NVIDIA Faces Growing Threat as Tech Giants Develop In-House AI Chips
NVIDIA stock drops 9% as Alphabet, Amazon, and Meta develop in-house alternatives
NVIDIA, whose GPUs dominate the AI chip market with 86% share, has seen its stock drop 9% over six sessions from a record high on April 27. Investors are increasingly concerned that major customers—including Alphabet, Amazon, Meta, and Microsoft—are building custom chips that could erode NVIDIA's near-monopoly. The Information reported Anthropic plans to spend $200B over five years on Google's TPU chips, and Alphabet just began offering its TPUs to select customers. Amazon's Trainium line has $225B in revenue commitments, including a multi-billion dollar deal with Meta, which is also preparing its own homegrown AI chips. Intel and Qualcomm are making headway in data centers too.

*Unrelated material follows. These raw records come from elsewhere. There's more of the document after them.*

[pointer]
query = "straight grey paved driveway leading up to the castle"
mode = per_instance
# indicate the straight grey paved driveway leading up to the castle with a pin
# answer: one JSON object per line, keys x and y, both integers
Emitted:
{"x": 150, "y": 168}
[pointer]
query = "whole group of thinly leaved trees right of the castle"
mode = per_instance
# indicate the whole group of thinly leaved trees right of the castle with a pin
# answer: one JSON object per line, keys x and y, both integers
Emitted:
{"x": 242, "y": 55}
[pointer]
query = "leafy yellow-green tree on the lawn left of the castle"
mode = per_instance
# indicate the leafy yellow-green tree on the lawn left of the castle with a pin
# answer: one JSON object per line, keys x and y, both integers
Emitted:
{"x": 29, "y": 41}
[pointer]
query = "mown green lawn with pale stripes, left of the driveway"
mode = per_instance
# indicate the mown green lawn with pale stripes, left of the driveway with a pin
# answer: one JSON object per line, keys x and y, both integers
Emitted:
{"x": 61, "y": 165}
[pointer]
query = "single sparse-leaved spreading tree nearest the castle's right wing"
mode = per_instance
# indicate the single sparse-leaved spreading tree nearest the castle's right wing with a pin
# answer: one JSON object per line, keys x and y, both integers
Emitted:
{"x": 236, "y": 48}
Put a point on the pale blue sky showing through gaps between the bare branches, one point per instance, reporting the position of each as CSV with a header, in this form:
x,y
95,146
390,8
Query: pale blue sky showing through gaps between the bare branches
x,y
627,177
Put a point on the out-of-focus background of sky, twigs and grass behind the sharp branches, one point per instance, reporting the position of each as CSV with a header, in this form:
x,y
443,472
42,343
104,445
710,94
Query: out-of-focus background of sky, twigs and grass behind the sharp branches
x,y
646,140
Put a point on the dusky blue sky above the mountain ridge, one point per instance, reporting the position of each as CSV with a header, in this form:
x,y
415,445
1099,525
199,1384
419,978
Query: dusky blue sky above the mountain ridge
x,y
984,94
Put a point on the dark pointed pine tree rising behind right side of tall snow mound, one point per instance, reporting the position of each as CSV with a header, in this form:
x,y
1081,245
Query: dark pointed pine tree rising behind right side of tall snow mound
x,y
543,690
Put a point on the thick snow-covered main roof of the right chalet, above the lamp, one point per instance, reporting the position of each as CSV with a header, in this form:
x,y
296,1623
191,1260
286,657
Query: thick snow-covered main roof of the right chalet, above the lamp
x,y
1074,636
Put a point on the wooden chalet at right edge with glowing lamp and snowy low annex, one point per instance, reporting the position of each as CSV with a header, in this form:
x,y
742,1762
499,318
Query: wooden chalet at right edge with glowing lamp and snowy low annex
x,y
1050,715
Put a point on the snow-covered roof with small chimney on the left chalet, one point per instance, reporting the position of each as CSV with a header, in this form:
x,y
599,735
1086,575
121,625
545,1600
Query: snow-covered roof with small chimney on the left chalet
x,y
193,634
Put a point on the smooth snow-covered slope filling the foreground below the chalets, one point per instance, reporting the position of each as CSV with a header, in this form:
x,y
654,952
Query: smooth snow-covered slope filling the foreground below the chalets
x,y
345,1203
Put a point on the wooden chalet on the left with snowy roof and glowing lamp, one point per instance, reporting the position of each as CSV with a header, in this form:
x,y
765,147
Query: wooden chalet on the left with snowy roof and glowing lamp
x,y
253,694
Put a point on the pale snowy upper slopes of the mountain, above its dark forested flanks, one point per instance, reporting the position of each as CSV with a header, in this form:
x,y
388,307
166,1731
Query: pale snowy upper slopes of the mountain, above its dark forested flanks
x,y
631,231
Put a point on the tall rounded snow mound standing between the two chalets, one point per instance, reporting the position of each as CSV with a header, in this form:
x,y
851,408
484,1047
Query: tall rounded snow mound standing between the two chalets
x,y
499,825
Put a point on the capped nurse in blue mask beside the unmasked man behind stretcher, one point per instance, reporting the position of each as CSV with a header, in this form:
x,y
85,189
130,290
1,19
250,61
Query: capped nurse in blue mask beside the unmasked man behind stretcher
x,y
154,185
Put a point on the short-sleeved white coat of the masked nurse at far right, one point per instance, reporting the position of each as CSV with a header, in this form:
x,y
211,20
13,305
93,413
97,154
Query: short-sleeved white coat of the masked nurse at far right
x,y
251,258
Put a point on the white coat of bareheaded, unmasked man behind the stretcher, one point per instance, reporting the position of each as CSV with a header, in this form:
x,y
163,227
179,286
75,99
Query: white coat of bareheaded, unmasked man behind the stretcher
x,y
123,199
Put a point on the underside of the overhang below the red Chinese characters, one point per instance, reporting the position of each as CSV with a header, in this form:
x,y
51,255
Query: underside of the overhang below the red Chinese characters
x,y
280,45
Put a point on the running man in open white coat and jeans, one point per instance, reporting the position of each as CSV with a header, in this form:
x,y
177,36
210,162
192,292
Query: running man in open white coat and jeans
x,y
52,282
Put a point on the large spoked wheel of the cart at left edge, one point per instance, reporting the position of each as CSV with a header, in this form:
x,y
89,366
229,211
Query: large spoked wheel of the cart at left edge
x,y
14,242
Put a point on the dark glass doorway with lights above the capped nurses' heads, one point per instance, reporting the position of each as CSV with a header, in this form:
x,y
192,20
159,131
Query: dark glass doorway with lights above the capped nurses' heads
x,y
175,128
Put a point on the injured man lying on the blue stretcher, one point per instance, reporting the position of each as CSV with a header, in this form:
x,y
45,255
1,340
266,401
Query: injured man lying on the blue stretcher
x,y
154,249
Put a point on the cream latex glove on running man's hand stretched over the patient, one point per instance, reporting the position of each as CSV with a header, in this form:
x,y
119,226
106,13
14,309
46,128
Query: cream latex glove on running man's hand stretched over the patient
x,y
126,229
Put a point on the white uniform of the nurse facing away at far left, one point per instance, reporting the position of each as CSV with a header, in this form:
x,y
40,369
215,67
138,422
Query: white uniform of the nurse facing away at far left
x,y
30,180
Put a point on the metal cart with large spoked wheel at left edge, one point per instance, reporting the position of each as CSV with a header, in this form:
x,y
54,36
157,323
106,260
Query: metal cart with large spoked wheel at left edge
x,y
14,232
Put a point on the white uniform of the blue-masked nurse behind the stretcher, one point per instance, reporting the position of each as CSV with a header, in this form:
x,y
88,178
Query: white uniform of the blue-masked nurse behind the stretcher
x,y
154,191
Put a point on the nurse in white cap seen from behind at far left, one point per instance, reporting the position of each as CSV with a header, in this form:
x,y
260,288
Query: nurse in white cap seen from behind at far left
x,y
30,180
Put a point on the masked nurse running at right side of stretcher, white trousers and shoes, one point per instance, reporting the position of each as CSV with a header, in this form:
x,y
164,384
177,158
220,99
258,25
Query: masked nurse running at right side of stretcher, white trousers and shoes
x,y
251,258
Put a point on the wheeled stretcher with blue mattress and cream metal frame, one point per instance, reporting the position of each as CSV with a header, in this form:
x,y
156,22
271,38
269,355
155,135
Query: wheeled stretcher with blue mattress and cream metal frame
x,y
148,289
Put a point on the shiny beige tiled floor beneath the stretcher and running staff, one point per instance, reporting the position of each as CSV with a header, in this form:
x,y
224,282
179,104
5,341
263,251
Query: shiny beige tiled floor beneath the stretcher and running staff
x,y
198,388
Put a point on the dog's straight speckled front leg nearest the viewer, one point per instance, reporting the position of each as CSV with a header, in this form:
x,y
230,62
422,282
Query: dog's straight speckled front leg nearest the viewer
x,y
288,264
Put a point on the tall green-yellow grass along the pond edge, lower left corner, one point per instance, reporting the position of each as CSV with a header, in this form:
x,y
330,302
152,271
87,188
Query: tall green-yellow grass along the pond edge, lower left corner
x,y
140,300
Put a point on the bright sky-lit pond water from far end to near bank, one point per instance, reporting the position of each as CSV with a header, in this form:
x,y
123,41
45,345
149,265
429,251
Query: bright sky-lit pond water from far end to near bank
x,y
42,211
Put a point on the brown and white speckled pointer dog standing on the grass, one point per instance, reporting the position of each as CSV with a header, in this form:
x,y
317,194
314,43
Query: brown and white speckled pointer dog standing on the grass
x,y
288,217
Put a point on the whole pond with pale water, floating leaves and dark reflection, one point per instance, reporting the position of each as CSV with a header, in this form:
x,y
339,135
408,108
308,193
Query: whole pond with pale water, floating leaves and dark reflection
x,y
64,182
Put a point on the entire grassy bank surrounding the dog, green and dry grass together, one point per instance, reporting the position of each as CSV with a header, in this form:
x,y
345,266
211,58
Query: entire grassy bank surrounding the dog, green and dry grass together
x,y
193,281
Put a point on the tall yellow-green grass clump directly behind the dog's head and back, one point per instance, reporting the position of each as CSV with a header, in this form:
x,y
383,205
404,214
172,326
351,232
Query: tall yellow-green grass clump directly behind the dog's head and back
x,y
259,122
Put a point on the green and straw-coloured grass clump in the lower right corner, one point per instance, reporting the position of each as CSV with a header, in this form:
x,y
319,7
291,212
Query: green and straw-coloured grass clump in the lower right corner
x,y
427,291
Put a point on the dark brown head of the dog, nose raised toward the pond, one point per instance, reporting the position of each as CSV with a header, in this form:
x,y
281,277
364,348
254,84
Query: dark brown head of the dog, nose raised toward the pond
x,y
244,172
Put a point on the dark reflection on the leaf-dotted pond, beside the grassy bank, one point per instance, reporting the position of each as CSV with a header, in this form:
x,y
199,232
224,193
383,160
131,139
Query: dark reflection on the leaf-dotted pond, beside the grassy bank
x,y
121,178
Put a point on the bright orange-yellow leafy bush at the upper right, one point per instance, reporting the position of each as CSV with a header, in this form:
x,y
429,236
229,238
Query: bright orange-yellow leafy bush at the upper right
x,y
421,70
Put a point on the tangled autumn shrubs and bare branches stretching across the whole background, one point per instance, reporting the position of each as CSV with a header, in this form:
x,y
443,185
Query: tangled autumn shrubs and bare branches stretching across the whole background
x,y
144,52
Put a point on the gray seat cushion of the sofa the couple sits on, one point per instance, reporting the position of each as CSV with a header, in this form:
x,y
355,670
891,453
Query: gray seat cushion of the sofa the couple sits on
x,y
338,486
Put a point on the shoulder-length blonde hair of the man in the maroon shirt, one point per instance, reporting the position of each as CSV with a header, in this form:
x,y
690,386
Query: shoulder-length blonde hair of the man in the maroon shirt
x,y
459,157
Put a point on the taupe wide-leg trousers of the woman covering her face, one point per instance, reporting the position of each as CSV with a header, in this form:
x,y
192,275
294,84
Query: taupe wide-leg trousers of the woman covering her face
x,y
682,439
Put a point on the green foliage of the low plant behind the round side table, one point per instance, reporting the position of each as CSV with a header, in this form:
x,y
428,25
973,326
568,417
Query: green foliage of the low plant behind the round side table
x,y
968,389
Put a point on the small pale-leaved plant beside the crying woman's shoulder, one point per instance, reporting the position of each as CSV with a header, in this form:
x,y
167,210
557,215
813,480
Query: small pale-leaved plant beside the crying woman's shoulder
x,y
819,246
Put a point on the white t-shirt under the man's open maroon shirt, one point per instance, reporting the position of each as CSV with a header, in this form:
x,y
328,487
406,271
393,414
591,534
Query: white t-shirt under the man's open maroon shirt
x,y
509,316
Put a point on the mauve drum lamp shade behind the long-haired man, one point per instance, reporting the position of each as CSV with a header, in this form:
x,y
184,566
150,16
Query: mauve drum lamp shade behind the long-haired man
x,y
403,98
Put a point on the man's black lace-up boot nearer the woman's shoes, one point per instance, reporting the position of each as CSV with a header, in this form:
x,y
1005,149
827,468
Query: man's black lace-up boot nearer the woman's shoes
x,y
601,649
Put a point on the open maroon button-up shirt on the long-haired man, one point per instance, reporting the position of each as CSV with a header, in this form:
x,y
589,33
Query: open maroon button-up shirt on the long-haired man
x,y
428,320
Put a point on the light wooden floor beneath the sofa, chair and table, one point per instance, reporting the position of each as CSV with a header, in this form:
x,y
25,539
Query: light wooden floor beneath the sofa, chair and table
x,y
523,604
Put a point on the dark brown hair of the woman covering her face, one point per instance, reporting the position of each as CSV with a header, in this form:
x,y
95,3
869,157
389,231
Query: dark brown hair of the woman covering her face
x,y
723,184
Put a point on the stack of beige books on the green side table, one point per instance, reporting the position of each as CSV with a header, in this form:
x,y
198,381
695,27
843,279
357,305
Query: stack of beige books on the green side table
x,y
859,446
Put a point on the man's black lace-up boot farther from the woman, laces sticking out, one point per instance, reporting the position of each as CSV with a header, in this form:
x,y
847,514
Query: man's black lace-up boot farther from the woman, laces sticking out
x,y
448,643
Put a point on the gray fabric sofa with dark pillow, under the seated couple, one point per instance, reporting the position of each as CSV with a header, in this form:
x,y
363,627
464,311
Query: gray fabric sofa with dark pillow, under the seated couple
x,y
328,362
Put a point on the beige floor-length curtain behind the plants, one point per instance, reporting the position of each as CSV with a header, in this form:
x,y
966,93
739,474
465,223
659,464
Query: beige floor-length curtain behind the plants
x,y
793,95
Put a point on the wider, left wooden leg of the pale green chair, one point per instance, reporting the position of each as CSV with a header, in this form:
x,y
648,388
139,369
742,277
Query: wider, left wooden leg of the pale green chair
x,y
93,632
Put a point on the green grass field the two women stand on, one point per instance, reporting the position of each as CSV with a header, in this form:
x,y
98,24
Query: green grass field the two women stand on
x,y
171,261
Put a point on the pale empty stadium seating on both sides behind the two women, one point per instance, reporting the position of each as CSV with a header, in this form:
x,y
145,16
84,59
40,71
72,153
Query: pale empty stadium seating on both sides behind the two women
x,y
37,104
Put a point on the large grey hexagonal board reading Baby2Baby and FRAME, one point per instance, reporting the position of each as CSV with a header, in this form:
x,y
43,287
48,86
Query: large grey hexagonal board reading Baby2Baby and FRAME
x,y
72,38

Despite these threats, NVIDIA's revenue is booming, with projected 70% expansion this fiscal year, dwarfing other megacaps. However, growth is expected to slow to 32% in fiscal 2028. The four biggest customers—Alphabet, Amazon, Meta, Microsoft—plan $725B in capex this year and account for 45% of NVIDIA's revenue, but Bank of America notes they emphasize "heterogenous deployments" mixing NVIDIA and custom chips. NVIDIA's market cap of $4.8T is close to being overtaken by Alphabet at $4.7T. The stock is up only 5% year-to-date compared to the Philadelphia semiconductor index's 55% jump, making NVIDIA the worst performer in the index. With earnings due May 20, bulls argue demand is so massive it can sustain both NVIDIA and custom chips, but the threat is real and growing.
- NVIDIA shares fell 9% in six sessions to a record high, worst performer in Philadelphia semiconductor index (+55% in 2026)
- Alphabet's TPU, Amazon's Trainium ($225B commitments), and Meta's homegrown chips threaten NVIDIA's 86% market share
- Big four customers (Alphabet, Amazon, Meta, Microsoft) plan $725B in capex this year, but increasingly deploy custom chips alongside NVIDIA's
Why It Matters
Tech giants building custom AI chips could erode NVIDIA's dominance, reshaping the $4.8T chip market and AI infrastructure spending.